In their submission, the organisation lashes the state government, claiming the cancellation will hurt its athletes and the nation’s reputation and legacy.

“The upheaval this decision has caused for athletics in Victoria and Australia, as well as the Commonwealth Games is immeasurable, with a blatant disregard for the significant logistical, emotional, financial and reputational damage caused,” the submission says.

“None of these impacts will be confined to Victoria. They will carry forward to Brisbane 2032.”

The Commonwealth Games was the only international multi-sport event with able and para-athlete events that would be hosted in Australia before the 2032 Olympics.

In the past, Commonwealth Games close to home have laid the foundation for Australian athletes to break out onto the international stage.

Cathy Freeman, for example, became the first Indigenous Australian to become a Commonwealth Games gold medallist at the 1990 event in Auckland, while pole vaulter Steve Hooker took home his first major international gold at the 2006 Melbourne iteration of the event.

With the list of possible Australian host cities beginning to dwindle, Australian kids might lose the chance to watch homegrown heroes take on the giants of other nations, which could have impacts on the next generation of sport stars.

Australia also will not be able to attract elite athletes to domestic competitions and any experience and event planning skills that could be gained from the 2026 event will be lost, Athletics Australia says.

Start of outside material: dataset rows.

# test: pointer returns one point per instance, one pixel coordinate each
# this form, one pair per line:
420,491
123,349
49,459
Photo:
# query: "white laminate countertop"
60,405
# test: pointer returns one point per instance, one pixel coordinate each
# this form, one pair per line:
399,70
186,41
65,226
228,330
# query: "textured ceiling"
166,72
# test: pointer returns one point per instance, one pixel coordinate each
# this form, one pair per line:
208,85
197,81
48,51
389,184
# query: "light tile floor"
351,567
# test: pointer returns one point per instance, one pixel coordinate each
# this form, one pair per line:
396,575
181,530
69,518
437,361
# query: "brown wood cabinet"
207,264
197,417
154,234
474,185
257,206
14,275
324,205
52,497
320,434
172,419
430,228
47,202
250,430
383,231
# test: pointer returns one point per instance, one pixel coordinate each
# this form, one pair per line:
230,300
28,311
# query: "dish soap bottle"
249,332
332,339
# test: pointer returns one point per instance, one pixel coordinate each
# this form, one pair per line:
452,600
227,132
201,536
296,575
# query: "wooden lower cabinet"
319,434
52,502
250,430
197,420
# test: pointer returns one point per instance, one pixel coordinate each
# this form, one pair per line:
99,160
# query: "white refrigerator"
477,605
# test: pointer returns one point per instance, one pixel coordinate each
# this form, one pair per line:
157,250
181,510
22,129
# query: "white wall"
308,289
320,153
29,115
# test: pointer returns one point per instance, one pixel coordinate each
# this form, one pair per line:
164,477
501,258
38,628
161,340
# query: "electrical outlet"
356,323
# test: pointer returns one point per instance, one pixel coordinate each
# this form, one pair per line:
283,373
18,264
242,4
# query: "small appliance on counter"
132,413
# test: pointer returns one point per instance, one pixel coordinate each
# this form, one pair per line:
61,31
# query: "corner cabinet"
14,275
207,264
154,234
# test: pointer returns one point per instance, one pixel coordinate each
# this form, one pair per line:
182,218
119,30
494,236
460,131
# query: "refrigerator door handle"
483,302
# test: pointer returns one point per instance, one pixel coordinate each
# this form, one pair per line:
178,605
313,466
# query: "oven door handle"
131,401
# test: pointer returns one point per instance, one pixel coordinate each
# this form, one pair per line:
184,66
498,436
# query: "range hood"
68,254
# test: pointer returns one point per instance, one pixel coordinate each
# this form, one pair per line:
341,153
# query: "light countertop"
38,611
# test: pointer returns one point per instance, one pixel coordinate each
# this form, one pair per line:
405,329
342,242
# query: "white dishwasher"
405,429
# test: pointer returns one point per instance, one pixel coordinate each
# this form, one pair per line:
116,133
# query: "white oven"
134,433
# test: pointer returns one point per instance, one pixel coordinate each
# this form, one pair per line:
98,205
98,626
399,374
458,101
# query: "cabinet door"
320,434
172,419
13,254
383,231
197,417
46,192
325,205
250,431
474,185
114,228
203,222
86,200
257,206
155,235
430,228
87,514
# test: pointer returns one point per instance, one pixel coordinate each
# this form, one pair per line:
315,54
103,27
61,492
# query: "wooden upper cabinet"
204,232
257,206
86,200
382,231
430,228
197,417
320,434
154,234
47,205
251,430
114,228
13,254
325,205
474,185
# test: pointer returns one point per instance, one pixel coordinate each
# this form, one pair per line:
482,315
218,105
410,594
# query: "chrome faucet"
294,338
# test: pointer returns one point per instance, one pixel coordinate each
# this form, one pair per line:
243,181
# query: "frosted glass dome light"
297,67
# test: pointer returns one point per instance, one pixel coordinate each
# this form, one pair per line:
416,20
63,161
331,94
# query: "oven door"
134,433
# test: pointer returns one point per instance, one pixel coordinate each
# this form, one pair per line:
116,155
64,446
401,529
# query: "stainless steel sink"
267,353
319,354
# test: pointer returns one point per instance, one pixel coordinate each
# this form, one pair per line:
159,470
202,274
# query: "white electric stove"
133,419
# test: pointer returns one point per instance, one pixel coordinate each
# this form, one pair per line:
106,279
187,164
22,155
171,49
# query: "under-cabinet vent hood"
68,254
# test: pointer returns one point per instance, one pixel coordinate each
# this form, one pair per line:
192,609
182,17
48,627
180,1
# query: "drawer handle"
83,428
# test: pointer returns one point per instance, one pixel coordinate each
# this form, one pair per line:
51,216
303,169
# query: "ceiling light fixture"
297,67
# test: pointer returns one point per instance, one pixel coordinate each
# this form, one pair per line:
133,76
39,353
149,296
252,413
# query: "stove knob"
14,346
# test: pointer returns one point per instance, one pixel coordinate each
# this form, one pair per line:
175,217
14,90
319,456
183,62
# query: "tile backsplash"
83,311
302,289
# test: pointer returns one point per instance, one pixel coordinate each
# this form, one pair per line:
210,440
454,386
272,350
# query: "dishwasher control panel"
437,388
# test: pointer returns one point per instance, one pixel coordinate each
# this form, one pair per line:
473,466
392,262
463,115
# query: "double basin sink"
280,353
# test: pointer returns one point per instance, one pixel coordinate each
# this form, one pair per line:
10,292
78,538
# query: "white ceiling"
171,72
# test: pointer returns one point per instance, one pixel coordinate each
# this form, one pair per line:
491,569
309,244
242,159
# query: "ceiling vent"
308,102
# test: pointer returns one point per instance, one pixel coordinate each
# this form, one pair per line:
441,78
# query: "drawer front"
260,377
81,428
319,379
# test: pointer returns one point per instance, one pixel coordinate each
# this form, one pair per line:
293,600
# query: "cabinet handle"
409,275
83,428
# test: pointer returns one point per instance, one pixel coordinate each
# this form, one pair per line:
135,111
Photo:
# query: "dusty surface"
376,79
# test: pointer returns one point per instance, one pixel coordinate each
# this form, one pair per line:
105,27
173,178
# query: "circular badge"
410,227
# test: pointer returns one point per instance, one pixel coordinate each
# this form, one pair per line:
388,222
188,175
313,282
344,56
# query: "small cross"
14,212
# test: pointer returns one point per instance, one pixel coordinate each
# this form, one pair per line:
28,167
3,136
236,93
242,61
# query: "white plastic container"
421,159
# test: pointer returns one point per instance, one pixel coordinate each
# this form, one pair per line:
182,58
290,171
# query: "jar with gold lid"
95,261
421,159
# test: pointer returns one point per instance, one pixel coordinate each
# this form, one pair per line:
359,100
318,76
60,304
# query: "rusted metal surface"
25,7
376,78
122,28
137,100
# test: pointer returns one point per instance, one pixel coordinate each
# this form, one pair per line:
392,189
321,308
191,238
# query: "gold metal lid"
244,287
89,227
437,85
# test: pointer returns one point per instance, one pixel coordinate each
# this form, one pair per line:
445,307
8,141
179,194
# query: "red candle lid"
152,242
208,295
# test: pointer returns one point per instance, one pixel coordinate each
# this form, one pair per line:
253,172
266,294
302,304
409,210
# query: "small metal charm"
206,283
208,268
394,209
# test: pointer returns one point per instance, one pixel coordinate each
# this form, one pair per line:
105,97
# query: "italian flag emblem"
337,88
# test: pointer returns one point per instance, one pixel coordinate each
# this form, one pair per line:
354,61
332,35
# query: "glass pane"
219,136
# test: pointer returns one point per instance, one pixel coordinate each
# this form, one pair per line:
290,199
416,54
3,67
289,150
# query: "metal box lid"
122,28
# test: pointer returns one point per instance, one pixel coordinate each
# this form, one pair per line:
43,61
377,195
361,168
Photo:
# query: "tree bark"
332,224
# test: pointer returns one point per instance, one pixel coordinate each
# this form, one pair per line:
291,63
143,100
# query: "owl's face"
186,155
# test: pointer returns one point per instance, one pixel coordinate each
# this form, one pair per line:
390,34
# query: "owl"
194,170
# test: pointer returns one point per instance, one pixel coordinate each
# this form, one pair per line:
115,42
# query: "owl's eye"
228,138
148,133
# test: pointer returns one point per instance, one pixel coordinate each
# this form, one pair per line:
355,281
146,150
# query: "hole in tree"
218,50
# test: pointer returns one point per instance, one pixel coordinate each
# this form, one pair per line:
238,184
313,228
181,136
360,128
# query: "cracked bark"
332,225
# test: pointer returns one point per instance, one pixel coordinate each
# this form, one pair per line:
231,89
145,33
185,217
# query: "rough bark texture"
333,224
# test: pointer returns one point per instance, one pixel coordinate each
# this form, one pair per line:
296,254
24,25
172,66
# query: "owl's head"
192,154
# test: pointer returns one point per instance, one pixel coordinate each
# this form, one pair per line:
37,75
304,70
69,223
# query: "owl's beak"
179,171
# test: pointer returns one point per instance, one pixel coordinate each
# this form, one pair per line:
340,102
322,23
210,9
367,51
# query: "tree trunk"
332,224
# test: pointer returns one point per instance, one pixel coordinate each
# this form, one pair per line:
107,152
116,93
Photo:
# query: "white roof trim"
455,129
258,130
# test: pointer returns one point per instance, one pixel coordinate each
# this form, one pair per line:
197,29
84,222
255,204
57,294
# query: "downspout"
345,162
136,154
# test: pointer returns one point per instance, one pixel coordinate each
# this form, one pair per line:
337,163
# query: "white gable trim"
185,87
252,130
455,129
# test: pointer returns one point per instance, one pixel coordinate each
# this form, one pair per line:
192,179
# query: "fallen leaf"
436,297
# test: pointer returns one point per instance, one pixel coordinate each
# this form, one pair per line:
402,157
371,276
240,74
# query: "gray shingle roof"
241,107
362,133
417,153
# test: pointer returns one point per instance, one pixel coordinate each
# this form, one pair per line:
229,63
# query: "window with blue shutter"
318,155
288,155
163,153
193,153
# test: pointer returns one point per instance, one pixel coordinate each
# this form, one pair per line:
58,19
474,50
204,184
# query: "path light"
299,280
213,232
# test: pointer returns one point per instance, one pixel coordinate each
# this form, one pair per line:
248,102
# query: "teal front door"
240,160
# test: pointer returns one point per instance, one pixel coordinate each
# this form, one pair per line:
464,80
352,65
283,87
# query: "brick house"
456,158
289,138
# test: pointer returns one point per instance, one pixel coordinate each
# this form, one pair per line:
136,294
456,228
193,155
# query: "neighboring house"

Victoria withdrew from hosting the 2026 Commonwealth Games after claiming the forecast expenses had nearly doubled and would cost the state between $6 billion to $7 billion.

This made the state the second successive host to renege on its commitment after South African city Durban was stripped of the 2022 hosting rights following financial problems and missed deadlines, which forced the English city of Birmingham to step in.

Though the Gold Coast had thrown its hat into the 2026 hosting ring, mayor Tom Tate ended the city’s $700 million bid after failing to generate support from the state or federal governments.

Representatives from consulting giant EY and the Department of Jobs, Skills, Industry and Regions will also face the inquiry on Tuesday.